Sometimes, you want to focus on a subset of samples. To temporarily hide samples from the report, enter a search string as described above into the ‘Hide Samples’ toolbox panel.

Here, we hide all samples with _trimmed in their sample name: (Note that plots will tell you how many samples have been hidden)

hide samples

Export

This panel allows you to download MultiQC plots as images or as raw data. You can configure the size and characteristics of exported plot images: Width and Height set the output size of the images, scale sets how “zoomed-in” they should look (typically you want the plot to be more zoomed for printing). The tick boxes below these settings allow you to download multiple plots in one go.
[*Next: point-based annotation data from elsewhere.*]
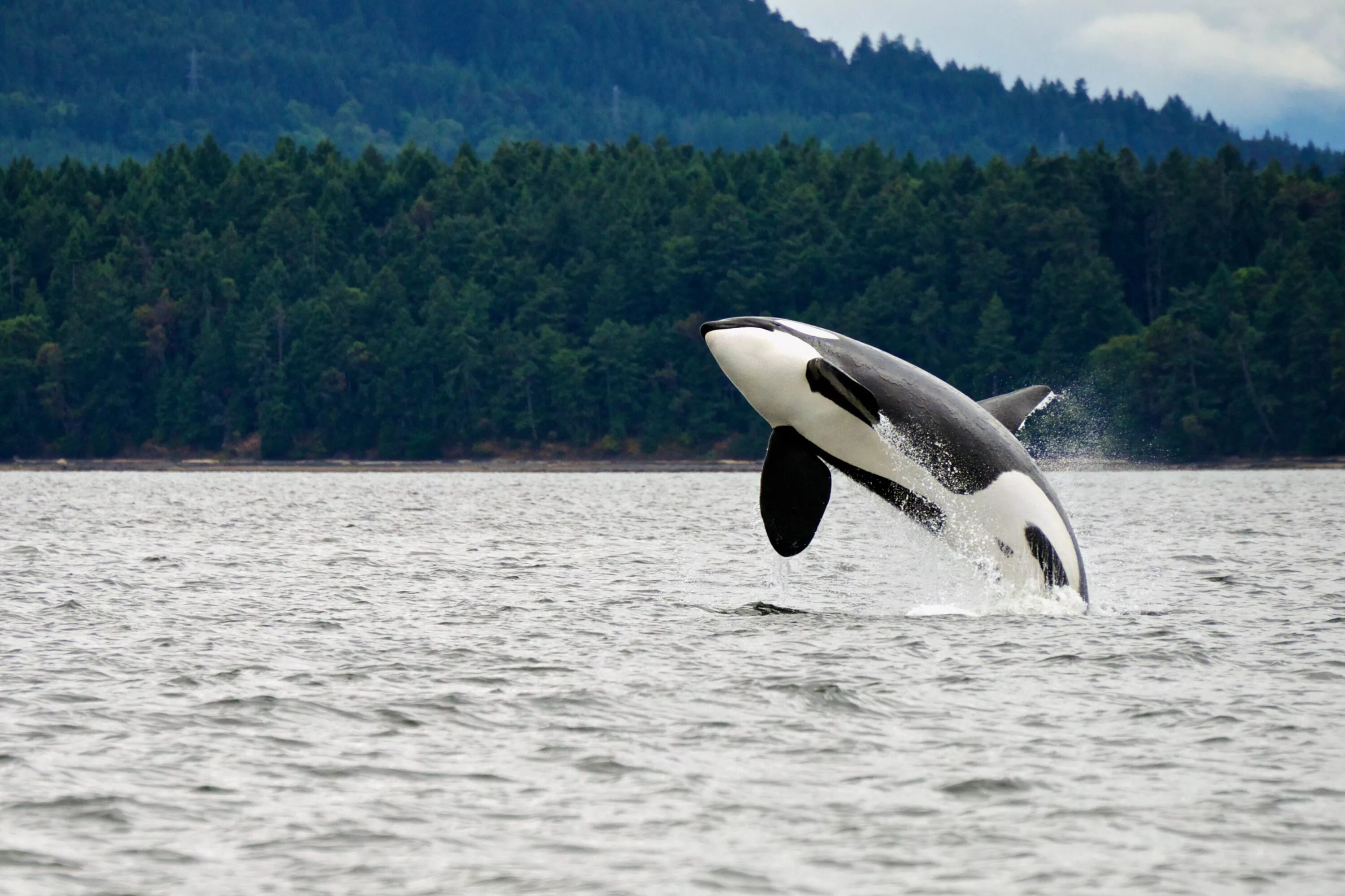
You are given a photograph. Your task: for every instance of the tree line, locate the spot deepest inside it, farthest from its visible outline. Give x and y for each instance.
(311, 304)
(101, 81)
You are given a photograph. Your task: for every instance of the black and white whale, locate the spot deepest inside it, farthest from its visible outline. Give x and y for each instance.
(948, 462)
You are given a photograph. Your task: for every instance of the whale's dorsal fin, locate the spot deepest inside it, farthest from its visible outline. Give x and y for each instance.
(832, 383)
(795, 490)
(1016, 407)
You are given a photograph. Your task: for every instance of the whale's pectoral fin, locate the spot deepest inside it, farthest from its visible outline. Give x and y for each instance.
(795, 490)
(832, 383)
(1013, 408)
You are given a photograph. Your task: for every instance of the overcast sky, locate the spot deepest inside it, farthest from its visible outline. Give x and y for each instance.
(1255, 64)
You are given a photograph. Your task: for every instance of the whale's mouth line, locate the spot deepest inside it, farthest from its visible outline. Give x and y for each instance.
(736, 323)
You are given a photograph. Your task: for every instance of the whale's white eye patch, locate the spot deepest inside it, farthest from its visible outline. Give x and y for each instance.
(809, 330)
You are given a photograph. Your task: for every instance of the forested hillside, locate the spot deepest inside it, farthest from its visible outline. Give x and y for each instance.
(101, 81)
(309, 304)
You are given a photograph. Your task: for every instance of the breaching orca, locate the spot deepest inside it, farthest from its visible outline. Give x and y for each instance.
(948, 462)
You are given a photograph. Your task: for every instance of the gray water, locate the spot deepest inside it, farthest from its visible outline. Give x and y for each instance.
(557, 684)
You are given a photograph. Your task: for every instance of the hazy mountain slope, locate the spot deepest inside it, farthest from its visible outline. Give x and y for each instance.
(101, 81)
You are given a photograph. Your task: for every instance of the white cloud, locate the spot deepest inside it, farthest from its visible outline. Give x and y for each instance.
(1257, 65)
(1184, 43)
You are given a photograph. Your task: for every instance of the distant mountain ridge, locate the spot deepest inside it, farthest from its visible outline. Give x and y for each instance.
(101, 81)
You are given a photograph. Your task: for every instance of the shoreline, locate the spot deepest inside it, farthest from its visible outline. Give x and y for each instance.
(591, 466)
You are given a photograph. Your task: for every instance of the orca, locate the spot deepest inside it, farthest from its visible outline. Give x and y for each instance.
(952, 465)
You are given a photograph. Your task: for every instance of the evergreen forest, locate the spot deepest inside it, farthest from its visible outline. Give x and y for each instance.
(546, 299)
(103, 81)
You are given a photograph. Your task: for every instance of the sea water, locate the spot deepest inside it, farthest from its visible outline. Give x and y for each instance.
(563, 684)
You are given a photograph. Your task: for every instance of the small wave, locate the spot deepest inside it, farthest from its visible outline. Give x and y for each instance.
(987, 787)
(939, 610)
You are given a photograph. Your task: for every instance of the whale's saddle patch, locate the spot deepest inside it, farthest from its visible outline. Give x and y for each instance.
(1013, 408)
(830, 383)
(795, 490)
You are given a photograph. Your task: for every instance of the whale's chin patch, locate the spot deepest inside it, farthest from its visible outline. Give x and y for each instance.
(795, 490)
(1044, 552)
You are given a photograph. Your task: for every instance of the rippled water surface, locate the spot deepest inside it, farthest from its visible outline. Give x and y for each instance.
(490, 683)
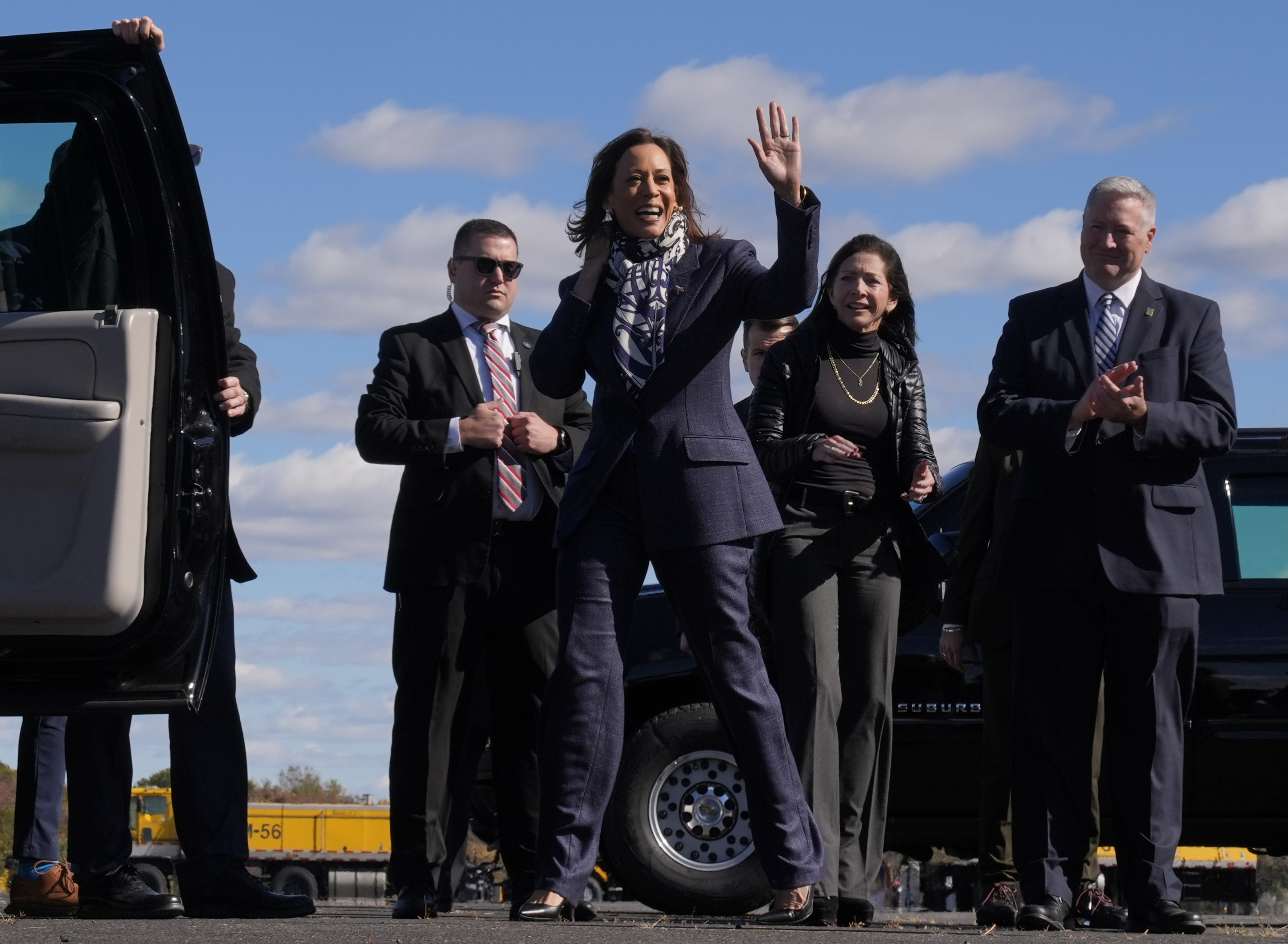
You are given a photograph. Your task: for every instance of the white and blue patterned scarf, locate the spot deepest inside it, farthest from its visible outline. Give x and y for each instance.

Plots with multiple tabs will all be exported as files when using the Data tab. For plots with multiple tags, the currently visible plot will be exported.

Note

You can also save static plot images when you run MultiQC. See Exporting Plots for more information.

Save Settings

To avoid having to re-enter the same toolbox setup repeatedly, you can save your settings using the ‘Save Settings’ panel. Just pick a name and click save. To load, choose your set of settings and press load (or delete). Loaded settings are applied on top of current settings. All configs are saved in browser local storage - they do not travel with the report and may not work in older browsers.